Table of Contents
Chapter 4
My notes on Chapter 4 readings
Intro & 4.1: Interval Scheduling
- A greedy algorithm uses a sum of local optimizations to make a global optimization.
- We can show optimality by showing that greedy stays ahead or by making an exchange argument to show that the greedy solution and the optimal solution are equivalent.
- We can find a greedy algorithm to solve interval scheduling problems
- We solve this by taking all requests, and, while there still exist requests to be processed, choose a request W with the smallest finishing time, add it to our schedule, then delete from the requests all requests incompatible with W.
- We can complete this in O(n*log(n)) time
- We can extend this to fulfill interval partitioning, in which the number of resources needed is at least the depth of the set of intervals - that is, the number of intervals overlapping.
- We can solve this by sorting intervals by start time, then for each interval, either placing it in the first resource available for it, or allotting a new resource if none is available.
- This section wasn't very interesting to read. 6/10.
4.2: Minimizing Lateness
- Say we want to schedule jobs with start and end times and deadlines so that the maximum lateness for any job is minimized.
- We can't always do what we've done for the previous jobs, because in that example we just did as much as we could and here we have to do everything.
- We can't do jobs in increasing order of length, or of slack time. Instead, we order by deadline!
- We prove this by exchange argument: any optimal solution that isn't the greedy solution must have some sort of inversions! We un-invert those, get rid of lack time, then we have our greedy solution.
- Not that interesting a section, kind of overly wordy. 5/10.
4.4: Shortest Paths
- We want to find the shortest path in a graph, either from some node s to some other node t or from s to every other node.
- We can use Dijkstra's algorithm to do this for directed graphs:
- Explore nodes by selecting the next (univisited) node t as that with the next lowest-cost distance from s by way of an already discovered node.
- Add t to the discovered set.
- Using a priority queue, Dijkstra's algorithm runs in O(m) time for m edges.
- 6/10.
4.5: Minimum Spanning Trees
- A minimum spanning tree is a subset of a graph G such that the new graph G' is connected as cheaply as possible.
- Such a tree will necessarily be a tree.
- Three algorithms to build a minimum spanning tree consist of doing the following:
- Adding edges to the MST in increasing order of cost, provided the next cheapest edge does not form a cycle,
- Beginning at vertex s, adding the next cheapest edge,
- Begin with the original G and, in decreasing order of edge cost, delete edges provided the current edge to be deleted will not make the spanning tree disconnected.
- These three algorithms are Kruskal's, Prim's, and the Reverse-Delete algorithms, respectively.
- We can implement Prim's algorithm in O(mlogn) time.
- This section wasn't interesting. 4/10.
4.6: Kruskal's Algorithm
- We can implement Kruskal using a pointer-based structure to support creation, find, and union for sets.
- With this structure we can run Kruskal in O(m log n) time
- Not that interesting, 5/10
4.7: Clustering
- We can use clustering when we want to group objects based on their similarity.
- In order to find a clustering with maximum spacing (objects in the different groups are as far apart as possible), we use Kruskal but stop before we add the last k-1 edges where k is the number of connected components in G.
- I had a phone interview with a clustering question and I had no idea what to do.
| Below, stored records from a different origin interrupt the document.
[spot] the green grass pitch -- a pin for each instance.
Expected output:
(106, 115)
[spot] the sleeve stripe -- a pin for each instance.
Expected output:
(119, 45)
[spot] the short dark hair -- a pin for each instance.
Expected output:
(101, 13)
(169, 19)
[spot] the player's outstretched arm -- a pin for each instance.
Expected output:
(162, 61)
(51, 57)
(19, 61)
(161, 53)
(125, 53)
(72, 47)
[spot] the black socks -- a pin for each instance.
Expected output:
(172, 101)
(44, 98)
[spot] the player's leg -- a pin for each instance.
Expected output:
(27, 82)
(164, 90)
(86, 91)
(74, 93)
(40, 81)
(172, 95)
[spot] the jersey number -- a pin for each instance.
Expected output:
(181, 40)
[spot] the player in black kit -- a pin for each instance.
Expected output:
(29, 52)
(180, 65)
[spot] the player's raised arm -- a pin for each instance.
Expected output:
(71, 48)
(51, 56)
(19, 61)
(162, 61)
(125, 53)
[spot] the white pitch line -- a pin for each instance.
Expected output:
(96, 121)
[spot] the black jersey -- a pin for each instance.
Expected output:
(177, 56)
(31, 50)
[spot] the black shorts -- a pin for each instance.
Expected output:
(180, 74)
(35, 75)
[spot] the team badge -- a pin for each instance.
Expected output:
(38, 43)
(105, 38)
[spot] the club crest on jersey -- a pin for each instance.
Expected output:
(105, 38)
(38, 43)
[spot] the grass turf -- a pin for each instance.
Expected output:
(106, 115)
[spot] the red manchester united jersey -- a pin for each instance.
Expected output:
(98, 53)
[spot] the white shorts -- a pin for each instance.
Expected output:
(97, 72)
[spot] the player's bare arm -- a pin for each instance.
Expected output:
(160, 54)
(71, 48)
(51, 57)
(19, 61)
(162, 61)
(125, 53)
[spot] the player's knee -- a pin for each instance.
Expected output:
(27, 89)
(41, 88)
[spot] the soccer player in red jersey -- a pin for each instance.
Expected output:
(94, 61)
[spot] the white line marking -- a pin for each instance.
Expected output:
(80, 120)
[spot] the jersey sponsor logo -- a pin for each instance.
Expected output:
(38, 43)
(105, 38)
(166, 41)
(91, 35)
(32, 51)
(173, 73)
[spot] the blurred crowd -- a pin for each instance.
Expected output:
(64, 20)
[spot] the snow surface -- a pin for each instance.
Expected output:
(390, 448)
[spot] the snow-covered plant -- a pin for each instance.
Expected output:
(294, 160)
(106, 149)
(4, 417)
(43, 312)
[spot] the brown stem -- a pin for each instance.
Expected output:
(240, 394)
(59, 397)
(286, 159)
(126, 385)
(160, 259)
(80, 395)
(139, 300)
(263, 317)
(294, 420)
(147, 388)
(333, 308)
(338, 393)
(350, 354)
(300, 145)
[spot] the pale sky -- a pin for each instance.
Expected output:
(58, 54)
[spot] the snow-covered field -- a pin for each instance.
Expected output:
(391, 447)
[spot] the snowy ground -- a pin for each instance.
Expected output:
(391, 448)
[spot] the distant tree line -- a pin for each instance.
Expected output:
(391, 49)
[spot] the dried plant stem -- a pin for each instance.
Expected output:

This section is a 10/10 because Epic pays really well and asks about clustering in interviews.
4.8: Huffman Codes & Data Compression
- Data encoding problems all relate to how we can take a problem and make it recursive.
- We can apply data compression to encoding symbols in bits, encoding finding prefix codes (mapping letters to bit strings 1:1), etc.
- We can represent prefix codes by using binary trees:
- A binary tree whose number of leaves is the size of our alphabet, and we label leaves with distinct letters of the alphabet
- By selecting a letter s in our alphabet, we follow the path from the root to the 's' leaf, and for each time we go to the left child we write a 0, and for the right we write a 1.
- Huffman's algorithm takes this a step farther, saying that if the alphabet S has more than two letters, we form an alphabet S' excluding the two lowest-frequency letters, replacing them with a new letter. We construct a prefix code c for S', and define a prefix code for S beginning with the tree used to find c.
- This algorithm uses the minimum needed number of bits per letter for a prefix code, and can run in O(k^2) time. If we use priority queues, we can get O(k logk) time.
- I know this should have been interesting, but since I missed class I'm just basing my opinion on the book which was not interesting. 4/10.